Kern educators say age 5 is right for kindergarten
10.01.2010 | Bakersfield Californian | Steve Swenson
A new state law that will keep some 4-year-olds from entering kindergarten won mostly praise Friday from Kern educators.
The law signed by Gov. Arnold Schwarzenegger late Thursday will in 2012 begin a three-year plan to roll back the age eligibility to enter kindergarten from December to September.
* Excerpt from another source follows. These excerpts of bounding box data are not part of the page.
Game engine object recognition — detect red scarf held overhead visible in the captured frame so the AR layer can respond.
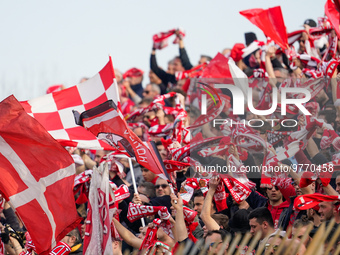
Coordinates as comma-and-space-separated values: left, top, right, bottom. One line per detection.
222, 176, 251, 204
214, 182, 229, 212
139, 219, 161, 250
114, 184, 130, 203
The rollback will be one month per year until by 2014 only those children who are 5 by Sept. 1 can enter kindergarten.
As it is now, 4-year-olds with birthdays in October, November and December can enter kindergarten, and in many cases that’s too young for the academic and social demands of the modern kindergarten, local educators said.
“Kindergarten is not what it used to be,” said Stephen L. Sanders, division administrator for child development and other services for the Kern County Superintendent of Schools Office.
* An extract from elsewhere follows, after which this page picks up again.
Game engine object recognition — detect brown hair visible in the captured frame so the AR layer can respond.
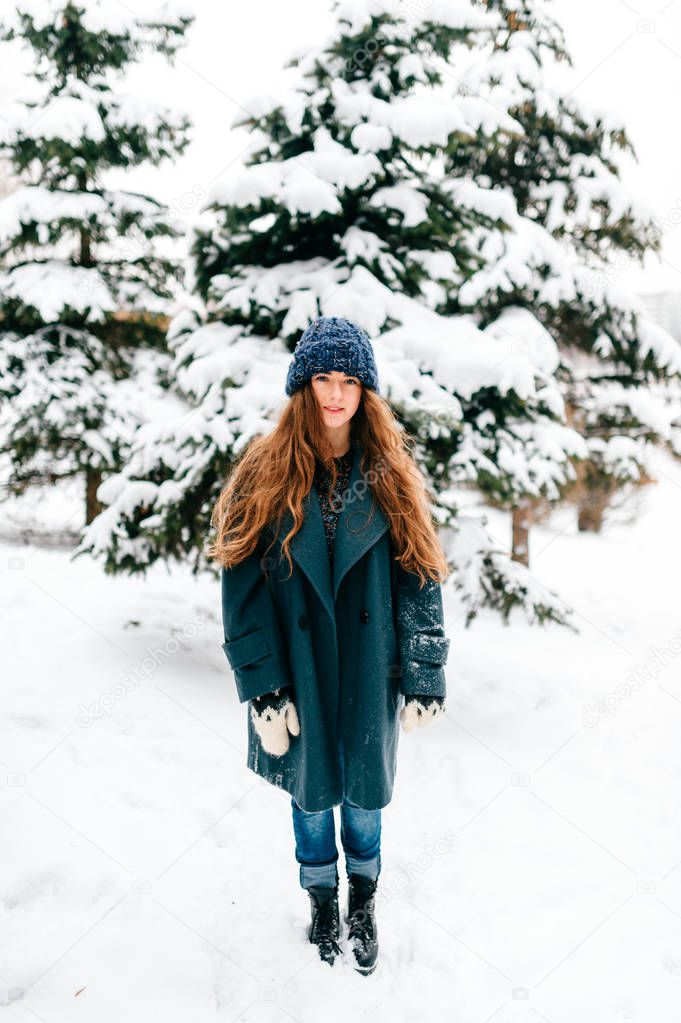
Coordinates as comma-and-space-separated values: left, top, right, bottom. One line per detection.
207, 382, 449, 585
Kindergartners learn letters, numbers, words, colors, how to write with a pencil, how to listen to instruction and how to act in a classroom, among other skills, Sanders and other educators said.
While there are exceptions, most of the younger children in today’s kindergarten classes struggle, he said.
California has been one of only four states that allow entrance to kindergarten with fifth birthdays as late as December; most require September birthdays, news reports say.
The debate shouldn’t be so much about age, but what can be done to assure success, said Jamie Henderson, former superintendent of the Rosedale Union School District and new executive director of First 5 Kern, which is aimed at helping children from infants to age 5.
A 4-year-old student who waits a year has a much better chance of success than beginning too early, he said. “If they experience success, they build on success,” he said. “If they encounter setbacks and failure, they can build on that and we don’t want that to happen.”
Janice Yackovich, a Williams School kindergarten teacher in Bakersfield, actively worked to help state Sen. Joe Simitian, D-Palo Alto, get the bill passed. She was quoted on his stationary saying, “As a kindergarten teacher for the past 13 years, I know firsthand the struggles our young 4-year-olds face in trying to succeed in today’s academic kindergarten setting.
“Not only do the kids have a difficult time learning material that is not age appropriate, but we as teachers are not adequately able to teach the entire class due to the ever increasing wide range of readiness skills.”
The Bakersfield City School District, the largest elementary district in the state, “had no opinion” of whether increasing the age to enter kindergarten is a good idea, communications supervisor Marco Paredes said.
“But we will follow the law,” he said.
There’s a Part B to the bill that says that an estimated $700 million per year school districts will save by having fewer students will be used to fund “transitional kindergarten” classes to help those 4-year-olds who are no longer eligible for kindergarten.
The state Department of Education says about 100,000 of Californian’s 430,000 kindergartners start before their fifth birthday.
That’s the unknown in the bill — whether there will be enough money to pay for such a program or whether that will be an additional financial burden on already strapped school districts, said Gerrie Kincaid, assistant superintendent of educational services at Panama-Buena Vista Union School District. “We haven’t gone down that road yet,” she said. “A new curriculum will have to be created.”
Added Kevin Silverberg, superintendent for Standard School District, “It would be wonderful if there is actual (state) money tied to it. We’re not holding our breath.” But he added that “we look forward to any kind of program that will help those in kindergarten.”
Right now several school districts in Bakersfield have five-week summer programs called “Ready to Start,” which have noticeably enhanced the chances that entering kindergartners can succeed, educators said.
Silverberg and Sue Lemon, assistant superintendent of curriculum and instruction in the Rosedale Union School District, gave the program high marks, based on teacher reports that students who have gone through it perform significantly better than similar children who didn’t attend such a program.
Lemon explained the program targets children who have had little or no preschool programs. “It has been really successful,” she said.